Unamuno quiso inmortalizarse en sus escritos para poder vivir eternamente en la conciencia de sus lectores. En otras palabras, Unamuno quiso abandonarse a la esperanza de ser leído en un futuro. Ahora, recuperando su nombre pero no su espíritu crítico, otras tantas personas han decidido cargar contra una película antes incluso de su estreno, sin haberla visto, porque no llegan a comprender que el lugar en el que él se encuentra no es en la pantalla, sino en sus libros.
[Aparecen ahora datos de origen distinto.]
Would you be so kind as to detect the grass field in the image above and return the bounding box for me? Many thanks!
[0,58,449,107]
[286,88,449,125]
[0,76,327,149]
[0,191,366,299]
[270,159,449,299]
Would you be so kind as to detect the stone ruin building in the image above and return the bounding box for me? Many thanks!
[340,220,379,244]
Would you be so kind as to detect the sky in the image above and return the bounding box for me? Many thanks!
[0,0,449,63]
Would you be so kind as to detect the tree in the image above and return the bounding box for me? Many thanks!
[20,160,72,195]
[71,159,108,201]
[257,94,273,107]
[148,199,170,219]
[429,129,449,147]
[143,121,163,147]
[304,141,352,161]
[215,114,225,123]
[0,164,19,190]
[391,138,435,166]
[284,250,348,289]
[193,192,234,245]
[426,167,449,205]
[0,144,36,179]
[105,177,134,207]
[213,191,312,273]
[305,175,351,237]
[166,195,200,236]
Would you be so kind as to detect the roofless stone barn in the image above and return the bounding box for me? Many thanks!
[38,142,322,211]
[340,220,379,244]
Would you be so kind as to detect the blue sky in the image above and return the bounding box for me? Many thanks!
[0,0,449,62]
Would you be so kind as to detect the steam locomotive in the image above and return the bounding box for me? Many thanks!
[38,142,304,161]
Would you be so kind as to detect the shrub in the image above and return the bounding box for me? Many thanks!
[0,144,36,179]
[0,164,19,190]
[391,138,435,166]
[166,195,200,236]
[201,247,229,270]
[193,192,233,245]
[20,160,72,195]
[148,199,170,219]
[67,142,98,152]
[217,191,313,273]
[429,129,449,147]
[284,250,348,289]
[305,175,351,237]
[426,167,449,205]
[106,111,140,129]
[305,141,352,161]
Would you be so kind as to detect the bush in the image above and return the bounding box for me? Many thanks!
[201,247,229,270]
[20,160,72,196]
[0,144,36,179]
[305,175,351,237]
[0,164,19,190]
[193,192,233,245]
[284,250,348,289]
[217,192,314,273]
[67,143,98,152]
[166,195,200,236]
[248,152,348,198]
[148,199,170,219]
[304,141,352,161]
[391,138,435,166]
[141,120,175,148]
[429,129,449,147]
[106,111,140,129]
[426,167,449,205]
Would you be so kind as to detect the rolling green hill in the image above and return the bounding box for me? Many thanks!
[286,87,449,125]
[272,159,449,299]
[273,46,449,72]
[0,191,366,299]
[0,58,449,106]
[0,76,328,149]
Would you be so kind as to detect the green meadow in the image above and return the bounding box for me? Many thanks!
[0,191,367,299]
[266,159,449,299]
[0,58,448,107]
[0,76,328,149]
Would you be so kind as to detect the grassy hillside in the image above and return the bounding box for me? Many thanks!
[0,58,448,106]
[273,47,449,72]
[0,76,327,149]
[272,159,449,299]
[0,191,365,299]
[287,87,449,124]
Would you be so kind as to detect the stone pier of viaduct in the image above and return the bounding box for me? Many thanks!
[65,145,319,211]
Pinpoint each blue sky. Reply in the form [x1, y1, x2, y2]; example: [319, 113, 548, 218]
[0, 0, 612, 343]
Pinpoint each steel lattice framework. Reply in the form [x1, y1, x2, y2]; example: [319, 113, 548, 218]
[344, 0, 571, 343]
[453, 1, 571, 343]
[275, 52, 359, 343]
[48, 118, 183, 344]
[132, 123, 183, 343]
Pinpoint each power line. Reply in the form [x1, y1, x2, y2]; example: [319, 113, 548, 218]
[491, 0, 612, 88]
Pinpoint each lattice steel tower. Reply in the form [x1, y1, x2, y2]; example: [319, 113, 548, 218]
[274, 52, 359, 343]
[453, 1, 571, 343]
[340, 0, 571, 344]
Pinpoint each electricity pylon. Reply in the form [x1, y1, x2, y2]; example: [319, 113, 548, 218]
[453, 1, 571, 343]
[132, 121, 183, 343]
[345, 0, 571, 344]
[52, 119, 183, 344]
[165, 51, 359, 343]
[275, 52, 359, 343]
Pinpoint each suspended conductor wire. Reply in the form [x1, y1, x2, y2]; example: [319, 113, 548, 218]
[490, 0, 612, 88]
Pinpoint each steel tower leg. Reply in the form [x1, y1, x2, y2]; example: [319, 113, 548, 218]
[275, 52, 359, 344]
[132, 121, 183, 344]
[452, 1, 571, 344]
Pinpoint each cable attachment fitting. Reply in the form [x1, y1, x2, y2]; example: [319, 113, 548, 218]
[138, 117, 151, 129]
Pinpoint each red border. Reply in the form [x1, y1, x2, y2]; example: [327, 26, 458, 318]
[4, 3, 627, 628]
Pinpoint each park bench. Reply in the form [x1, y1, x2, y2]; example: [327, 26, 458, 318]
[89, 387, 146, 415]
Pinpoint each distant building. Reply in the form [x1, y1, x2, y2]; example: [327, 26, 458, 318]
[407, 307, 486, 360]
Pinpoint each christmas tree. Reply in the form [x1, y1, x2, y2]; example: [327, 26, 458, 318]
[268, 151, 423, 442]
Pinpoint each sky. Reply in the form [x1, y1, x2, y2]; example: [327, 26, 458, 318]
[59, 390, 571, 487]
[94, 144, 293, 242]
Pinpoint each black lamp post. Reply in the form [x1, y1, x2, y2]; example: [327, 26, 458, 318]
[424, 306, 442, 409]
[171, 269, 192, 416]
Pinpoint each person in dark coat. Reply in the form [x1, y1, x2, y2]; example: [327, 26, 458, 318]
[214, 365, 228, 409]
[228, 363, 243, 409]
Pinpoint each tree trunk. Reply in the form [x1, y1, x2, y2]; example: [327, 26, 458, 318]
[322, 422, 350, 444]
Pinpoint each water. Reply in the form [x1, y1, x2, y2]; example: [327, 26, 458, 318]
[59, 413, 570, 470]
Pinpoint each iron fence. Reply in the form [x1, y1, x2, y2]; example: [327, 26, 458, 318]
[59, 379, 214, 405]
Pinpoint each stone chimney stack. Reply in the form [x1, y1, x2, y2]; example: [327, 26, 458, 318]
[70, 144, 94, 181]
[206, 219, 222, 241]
Poco importa si el último trabajo de Amenábar es maniqueo y revanchista o no —las opiniones de aquellos pocos que lo han visto son ante todo positivas—; lo sintomático en toda esta historia viene a ser algo que lleva pasando desde siempre: el hecho de que algunos que ni conocen ni lo intentan se sirvan del nombre admirable de un muerto para continuar haciendo una guerra que desgarró a sus antepasados.
Al final, es imposible que una cinta de unas horas de duración pueda resucitar enteramente a una persona de carne y hueso, que con la carne y el hueso pensaba y con la carne y el hueso sentía. Tampoco es esa su función. Para ello, más bien, Unamuno dejó escrita toda su obra. Sin embargo, parece demasiado pedir que aquellos que no le leen se esperen a ver una película antes de tirarse los trastos a la cabeza utilizando como estandarte su propio nombre.
En las páginas de Niebla, Unamuno escribió cómo después de haber matado a su protagonista, Augusto Pérez, comenzó a dudar y a plantearse resucitarlo, pero que éste se le apareció en sueños y le atajó: “No se sueña dos veces el mismo sueño”, le dijo. “Ése que usted vuelva a soñar y crea soy yo será otro”. Del mismo modo, el Unamuno que España ha vuelto a soñar tan repentinamente no es él. Es otro. Por más esfuerzos que dedicase en vida por dejarse en sus escritos, nunca pudo controlar la libertad de aquellos que no querrían leerle ni comprenderle, pero que se empeñarían en profanar su recuerdo resucitando a un personaje que no puede parecérsele menos.